American forces battled Iraqi police and gunmen Friday, killing six policemen, after a U.S. raid to capture an Iraqi police lieutenant accused of leading a cell of Shiite militiamen, the military said. Seven gunmen also died in the fight.
The Americans captured the lieutenant in a pre-dawn raid in Baghdad, but the soldiers came under "heavy and accurate fire" from a nearby Iraqi police checkpoint, as well as intense firing from rooftops and a church, the military said in a statement, cited by the AP.
here were no casualties among the U.S. troops, but seven gunmen and six of the policemen firing on the Americans were killed, the statement said.
The captured lieutenant was a "high-ranking" leader of a cell suspected of helping coordinate Iranian support for Shiite extremists in Iraq as well as carrying out roadside bombings against mortar attacks on U.S. and Iraqi forces, the U.S. military said.
This incident reported hours after President George W. Bush insisted the Iraq war can still be won. "I believe we can succeed in Iraq, and I know we must," Bush said at a news conference.
The House of Representatives answered Bush with a vote to withdraw most combat troops by April.

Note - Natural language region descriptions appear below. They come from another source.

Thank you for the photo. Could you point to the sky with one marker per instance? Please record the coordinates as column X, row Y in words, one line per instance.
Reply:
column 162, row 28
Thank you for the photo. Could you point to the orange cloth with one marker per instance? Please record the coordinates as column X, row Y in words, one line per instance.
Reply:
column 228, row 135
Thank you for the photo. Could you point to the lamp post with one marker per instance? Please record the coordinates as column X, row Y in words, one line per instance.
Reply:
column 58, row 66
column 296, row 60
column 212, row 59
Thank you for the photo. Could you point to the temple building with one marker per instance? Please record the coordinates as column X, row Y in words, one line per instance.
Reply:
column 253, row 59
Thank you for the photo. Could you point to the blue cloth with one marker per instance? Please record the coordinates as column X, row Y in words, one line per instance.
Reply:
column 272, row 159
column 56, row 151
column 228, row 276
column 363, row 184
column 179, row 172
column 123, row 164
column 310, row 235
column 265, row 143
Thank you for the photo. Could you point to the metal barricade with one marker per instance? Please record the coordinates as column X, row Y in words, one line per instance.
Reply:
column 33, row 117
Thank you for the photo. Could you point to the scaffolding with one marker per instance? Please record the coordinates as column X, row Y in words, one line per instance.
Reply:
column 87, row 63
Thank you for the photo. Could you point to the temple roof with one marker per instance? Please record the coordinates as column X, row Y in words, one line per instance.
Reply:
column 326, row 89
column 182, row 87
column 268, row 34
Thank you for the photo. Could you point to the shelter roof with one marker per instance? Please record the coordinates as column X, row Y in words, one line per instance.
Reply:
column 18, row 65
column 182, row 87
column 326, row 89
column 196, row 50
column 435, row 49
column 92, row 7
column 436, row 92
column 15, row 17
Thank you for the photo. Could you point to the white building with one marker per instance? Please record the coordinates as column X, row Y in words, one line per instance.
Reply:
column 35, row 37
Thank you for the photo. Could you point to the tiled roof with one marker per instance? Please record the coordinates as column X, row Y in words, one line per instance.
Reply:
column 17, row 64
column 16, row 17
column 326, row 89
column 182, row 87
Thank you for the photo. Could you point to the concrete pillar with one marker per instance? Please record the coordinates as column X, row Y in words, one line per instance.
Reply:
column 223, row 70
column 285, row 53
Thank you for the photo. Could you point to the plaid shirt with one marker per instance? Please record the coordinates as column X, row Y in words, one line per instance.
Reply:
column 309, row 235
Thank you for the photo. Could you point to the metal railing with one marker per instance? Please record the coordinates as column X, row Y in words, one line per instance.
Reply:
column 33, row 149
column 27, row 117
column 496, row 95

The House voted by 223 votes to 201 to pass the measure.
The troop withdrawal deadlines have almost no chance of becoming law as the Democrats are well short of the two-thirds majority needed to override a Bush veto.
Bush reiterated that he is not ready to consider a change of course until the commander of US forces in Iraq, General David Petraeus, issues his assessment of the troop "surge" strategy in September.